Seitdem mochte der Ergebene diesen Verein nicht. Selbst als dort mal spannende Spieler kickten, wünschte er der Hertha immer von Herzen alles Schlechte. Deshalb stimmte er schon in den Chor der Häme ein, der anschwoll als dieser Windhorst 2019 dort mit Milliönchen einstieg und später tatsächlich Klinsmann als Trainer einfliegen ließ. Ein Hauch Hass kam auf, als ausgerechnet dieser Scheißverein Dodi Lukebakio vom FC Watford kaufte, der Mann, der uns eine Saison lang so viel Freude bereitet hat.

Na, schon gespannt auf den Spielbericht? Nach einer kurzen Werbeunterbrechung geht’s weiter.
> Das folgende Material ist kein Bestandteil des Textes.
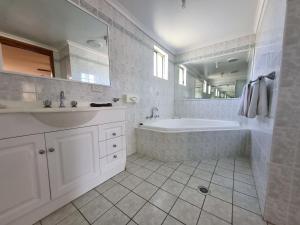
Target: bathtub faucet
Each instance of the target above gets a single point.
(154, 113)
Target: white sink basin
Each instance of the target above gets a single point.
(59, 117)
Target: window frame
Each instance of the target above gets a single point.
(165, 60)
(184, 78)
(205, 86)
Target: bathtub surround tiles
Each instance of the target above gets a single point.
(191, 145)
(170, 203)
(131, 71)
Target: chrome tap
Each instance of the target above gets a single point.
(154, 113)
(61, 99)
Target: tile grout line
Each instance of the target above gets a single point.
(207, 193)
(177, 197)
(144, 179)
(158, 188)
(233, 192)
(77, 209)
(154, 194)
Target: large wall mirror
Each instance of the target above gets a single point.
(218, 77)
(53, 39)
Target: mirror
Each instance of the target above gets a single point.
(217, 77)
(53, 39)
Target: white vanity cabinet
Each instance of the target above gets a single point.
(24, 183)
(44, 167)
(112, 146)
(72, 159)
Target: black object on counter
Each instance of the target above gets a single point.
(101, 105)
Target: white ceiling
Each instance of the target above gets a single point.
(202, 22)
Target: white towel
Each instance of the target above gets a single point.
(263, 105)
(244, 101)
(253, 100)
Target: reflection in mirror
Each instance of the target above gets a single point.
(213, 78)
(53, 39)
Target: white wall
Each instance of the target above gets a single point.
(131, 71)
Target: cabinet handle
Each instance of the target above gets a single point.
(42, 151)
(51, 149)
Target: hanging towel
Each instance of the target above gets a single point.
(263, 105)
(244, 101)
(253, 100)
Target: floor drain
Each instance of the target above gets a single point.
(203, 189)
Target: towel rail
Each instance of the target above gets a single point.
(270, 76)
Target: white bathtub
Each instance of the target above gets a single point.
(189, 125)
(191, 139)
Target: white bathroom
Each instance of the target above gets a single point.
(136, 112)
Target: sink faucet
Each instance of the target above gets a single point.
(154, 113)
(61, 99)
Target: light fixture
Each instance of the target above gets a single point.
(183, 4)
(94, 43)
(230, 60)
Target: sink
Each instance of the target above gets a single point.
(64, 118)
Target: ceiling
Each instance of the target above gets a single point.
(202, 22)
(51, 23)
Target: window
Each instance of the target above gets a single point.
(209, 89)
(182, 75)
(198, 88)
(160, 63)
(204, 86)
(20, 57)
(217, 93)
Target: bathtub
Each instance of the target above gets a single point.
(191, 139)
(189, 125)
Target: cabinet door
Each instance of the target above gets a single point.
(24, 183)
(73, 159)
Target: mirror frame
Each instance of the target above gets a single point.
(250, 49)
(76, 81)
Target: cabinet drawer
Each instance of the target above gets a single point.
(112, 145)
(112, 130)
(110, 161)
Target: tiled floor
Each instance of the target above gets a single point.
(151, 192)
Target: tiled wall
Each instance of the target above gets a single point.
(226, 47)
(283, 190)
(219, 109)
(131, 72)
(267, 58)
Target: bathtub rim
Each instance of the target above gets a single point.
(194, 129)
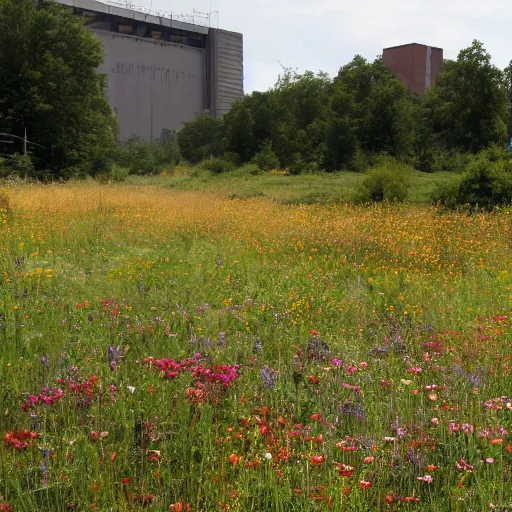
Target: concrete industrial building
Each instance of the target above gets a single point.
(417, 65)
(163, 71)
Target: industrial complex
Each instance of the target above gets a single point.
(162, 70)
(416, 65)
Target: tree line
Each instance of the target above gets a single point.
(309, 121)
(50, 88)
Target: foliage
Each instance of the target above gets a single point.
(388, 181)
(142, 157)
(266, 159)
(486, 184)
(50, 87)
(466, 110)
(218, 165)
(177, 350)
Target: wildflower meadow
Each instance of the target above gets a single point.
(180, 350)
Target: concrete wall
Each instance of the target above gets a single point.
(226, 69)
(152, 85)
(416, 65)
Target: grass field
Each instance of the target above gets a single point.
(319, 188)
(167, 346)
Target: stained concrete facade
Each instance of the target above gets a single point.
(162, 72)
(417, 65)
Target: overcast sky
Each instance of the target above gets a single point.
(325, 34)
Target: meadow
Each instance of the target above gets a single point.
(166, 346)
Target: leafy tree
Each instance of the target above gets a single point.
(50, 87)
(384, 110)
(508, 84)
(201, 138)
(467, 107)
(238, 131)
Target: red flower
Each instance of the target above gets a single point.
(408, 499)
(180, 507)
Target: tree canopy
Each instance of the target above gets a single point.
(312, 121)
(50, 87)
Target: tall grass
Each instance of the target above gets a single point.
(168, 349)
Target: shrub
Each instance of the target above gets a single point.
(5, 202)
(218, 165)
(116, 174)
(381, 184)
(22, 165)
(432, 160)
(266, 159)
(142, 157)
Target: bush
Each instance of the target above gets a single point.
(487, 183)
(432, 160)
(115, 174)
(266, 159)
(218, 165)
(384, 184)
(22, 165)
(142, 157)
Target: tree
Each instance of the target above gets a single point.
(50, 87)
(467, 107)
(383, 108)
(508, 84)
(238, 127)
(201, 138)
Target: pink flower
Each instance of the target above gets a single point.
(351, 369)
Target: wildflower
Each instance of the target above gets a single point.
(351, 369)
(234, 459)
(462, 464)
(268, 377)
(180, 507)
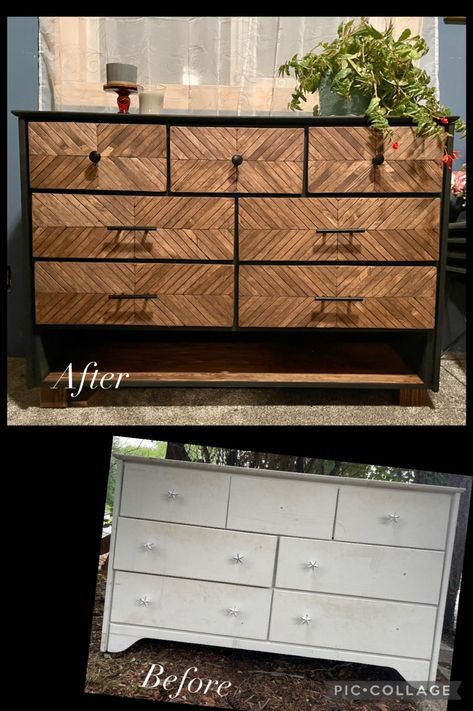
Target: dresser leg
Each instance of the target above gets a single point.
(414, 397)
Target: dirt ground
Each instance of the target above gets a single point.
(259, 680)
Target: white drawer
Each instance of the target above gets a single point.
(280, 506)
(191, 605)
(358, 569)
(192, 552)
(172, 494)
(392, 517)
(362, 625)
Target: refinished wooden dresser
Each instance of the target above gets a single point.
(315, 566)
(220, 250)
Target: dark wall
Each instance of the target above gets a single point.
(452, 80)
(22, 83)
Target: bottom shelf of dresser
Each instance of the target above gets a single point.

Denn die Fortuna-Punkte verstecken sich nicht hinter einer Paywall. Alles, was du hier findest, ist gratis, also frei wie Freibier. Wenn dir aber gefällt, was du liest, dann kannst du uns finanziell unterstützen – zum Beispiel mit dem Kauf von Lesepunkten. Wir würden uns sehr freuen.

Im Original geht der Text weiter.